在一个示意性的例子中，如图5所示，矩阵缓存器中设置有2n个内存bank，且各个内存bank分别与写总线与写数据接口相连，通过读总线与读数据接口相连，通过地址总线与地址接口相连。因此，移位器可以通过写数据接口向不同内存bank中并行写入数据，转置器可以通过读数据接口从不同内存bank中并行读取数据。In an illustrative example, as shown in FIG5 , 2n memory banks are provided in the matrix buffer, and each memory bank is respectively connected to the write bus and the write data interface, connected to the read data interface through the read bus, and connected to the address interface through the address bus. Therefore, the shifter can write data to different memory banks in parallel through the write data interface, and the transposer can read data from different memory banks in parallel through the read data interface.

关于将移位后矩阵元素写入矩阵缓存器的方式，在一种可能的实施方式中，在执行矩阵元素写入时，控制器用于控制移位器将移位后的矩阵元素写入矩阵缓存器中的多个内存bank；而在执行矩阵元素读取时，控制器用于基于子矩阵列数，控制转置器从矩阵缓存器的多个内存bank中并行读取子矩阵的矩阵元素。Regarding the manner of writing shifted matrix elements into a matrix buffer, in one possible implementation, when executing matrix element writing, the controller is used to control the shifter to write the shifted matrix elements into a plurality of memory banks in the matrix buffer; and when executing matrix element reading, the controller is used to control the transposer to read the matrix elements of the sub-matrix in parallel from the plurality of memory banks in the matrix buffer based on the number of sub-matrix columns.

在一些实施例中，控制器控制移位器将移位后不同的矩阵元素写入矩阵缓存器中不同内存bank。

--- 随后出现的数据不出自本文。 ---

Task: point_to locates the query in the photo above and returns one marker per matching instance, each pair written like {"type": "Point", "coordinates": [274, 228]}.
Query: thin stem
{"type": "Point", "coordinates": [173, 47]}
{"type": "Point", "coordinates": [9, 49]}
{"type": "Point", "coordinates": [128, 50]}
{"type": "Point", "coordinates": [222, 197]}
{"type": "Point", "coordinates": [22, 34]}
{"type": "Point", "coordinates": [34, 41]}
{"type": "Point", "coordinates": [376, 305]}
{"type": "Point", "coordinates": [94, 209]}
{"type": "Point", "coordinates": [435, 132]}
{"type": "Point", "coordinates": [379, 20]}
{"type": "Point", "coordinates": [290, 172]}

比如，当读取到一行8个矩阵元素时，移位器将8个矩阵元素分别写入8个内存bank中。In some embodiments, the controller controls the shifter to write different matrix elements after shifting into different memory banks in the matrix buffer. For example, when a row of 8 matrix elements is read, the shifter writes the 8 matrix elements into 8 memory banks respectively.

相应的，后续转置器从矩阵缓存器中读取一列矩阵元素时，转置器从8个内存bank中分别读取8个矩阵元素。Correspondingly, when the subsequent transposer reads a column of matrix elements from the matrix buffer, the transposer reads 8 matrix elements from 8 memory banks respectively.

在一种可能的实施方式中，从不同内存bank中读取同一子矩阵中的矩阵元素时，控制器基于子矩阵列数确定各个内存bank的读取地址，其中，该内存bank的读取地址递增，且地址递增的递增量为k个矩阵元素的位宽。In one possible implementation, when reading matrix elements in the same submatrix from different memory banks, the controller determines a read address of each memory bank based on the number of columns of the submatrix, wherein the read address of the memory bank is incremented, and the increment of the address increment is the bit width of k matrix elements.

示意性的，在读取第1个子矩阵时，转置器基于起始地址0从第1个内存bank读取矩阵元素，基于起始地址k×Element_size从第2个内存bank读取矩阵元素，基于起始地址2k×Element_size从第3个内存bank读取矩阵元素，以此类推。在读取第i个子矩阵时，转置器基于起始地址0从第i个内存bank读取矩阵元素，基于起始地址k×Element_size从第i+1个内存bank读取矩阵元素，基于起始地址2k×Element_size从第i+2个内存bank读取矩阵元素，以此类推。需要说明的是，当读取到存储矩阵元素的最后一个内存bank后，将会从第一个内存bank开始读取矩阵元素。Schematically, when reading the first sub-matrix, the transposer reads the matrix elements from the first memory bank based on the starting address 0, reads the matrix elements from the second memory bank based on the starting address k×Element_size, reads the matrix elements from the third memory bank based on the starting address 2k×Element_size, and so on. When reading the i-th sub-matrix, the transposer reads the matrix elements from the i-th memory bank based on the starting address 0, reads the matrix elements from the i+1-th memory bank based on the starting address k×Element_size, reads the matrix elements from the i+2-th memory bank based on the starting address 2k×Element_size, and so on. It should be noted that after reading the last memory bank storing the matrix elements, the matrix elements will be read starting from the first memory bank.

由于在向矩阵缓存器中写入矩阵元素时执行了数据移位，因此为了保证子矩阵中矩阵元素的顺序正确性，在一种可能的实施方式中，控制器还用于基于子矩阵列数，控制转置器对子矩阵的矩阵元素执行数据左移处理。Since data shifting is performed when writing matrix elements into the matrix buffer, in order to ensure the correctness of the order of matrix elements in the sub-matrix, in a possible implementation, the controller is also used to control the transposer to perform data left shifting processing on the matrix elements of the sub-matrix based on the number of columns of the sub-matrix.

可选的，该矩阵元素左移的移位步长为(n-1)×k，即第一次读取到的矩阵元素左移0，第二次读取到的矩阵元素左移k，第三次读取到的矩阵元素的左移2k，以此类推。Optionally, the shift step length of the matrix element left shift is (n-1)×k, that is, the matrix element read for the first time is shifted left by 0, the matrix element read for the second time is shifted left by k, the matrix element read for the third time is shifted left by 2k, and so on.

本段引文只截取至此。